This means that the size of the largest element is at least the Fibonacci number of the stack height, which means that you only need quite a small sized stack to have more than you can possibly fit. I use a stack of size 128, which is excessive (this could fit an intmap of size up to \(2^88\) and intmap only supports 64-bit keys), but that’s partly because I want to be able to build up larger intermediate stacks.

I’ve introduced an intmap_builder type which basically maintains this stack so you can build up a whole bunch of unions like this without worrying about the evaluation order. Changing my performance benchmark so that it used this strategy immediately blew the Haskell implementation out of the water by a factor of 2 (I was previously about 60% slower).

But that’s properly cheating. I’m now winning the benchmark because I’m not executing the same program! That’s not remotely reasonable.

But… what if I could make it so that when I do execute the same program, behind the scenes it executes the faster version with intmap_builder.

How could I perform this black magic?

It turns out that I have an advantage that the Haskell version doesn’t: I can tell when I don’t care about intermediate results.

There are two features of the intmap API which are quite nice: Firstly, everything is reference counted. Secondly, all union operations implicitly decref their result (the way you’re supposed to treat this is that every intmap has a uniqueness type which is absorbed by arithmetic operations and that if you want to reuse a value you must pass it to copy. The abstraction is a little leakier than this).

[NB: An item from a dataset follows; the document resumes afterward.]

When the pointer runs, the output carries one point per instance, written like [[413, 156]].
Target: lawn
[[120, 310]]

Why is this relevant? Because it means that if an intmap with a refcount of 1 is passed to a union operation we know that we do not care about this intmap for any other reason than the result of this union. In particular we are free to mutate it arbitrarily because any other references to it are now invalid. Woo!

And this means that if we can disguise an intmap_builder as an intmap then when we know that it’s an owned argument of a union we can just push the right hand side onto it and the evaluation order would be sorted out. That’s pretty cool.

We then need to make sure that as soon as you incref it or need to do anything to it that observes its actual value it turns into a real intmap and not a stack of intmaps, but that’s not too bad. There’s a bunch of book-keeping to do around copying and redirects (we can’t always replace an intmap with the result of its union, because we might not own the result of its union). If you care about the details you can read the commit.

It works, too. It’s not quite as fast as just using the intmap_builder directly, mainly because there’s a lot of additional checking that has to be performed (I expect to be able to optimise this somewhat, though it will always be slower), but it’s still significantly faster than the Haskell version.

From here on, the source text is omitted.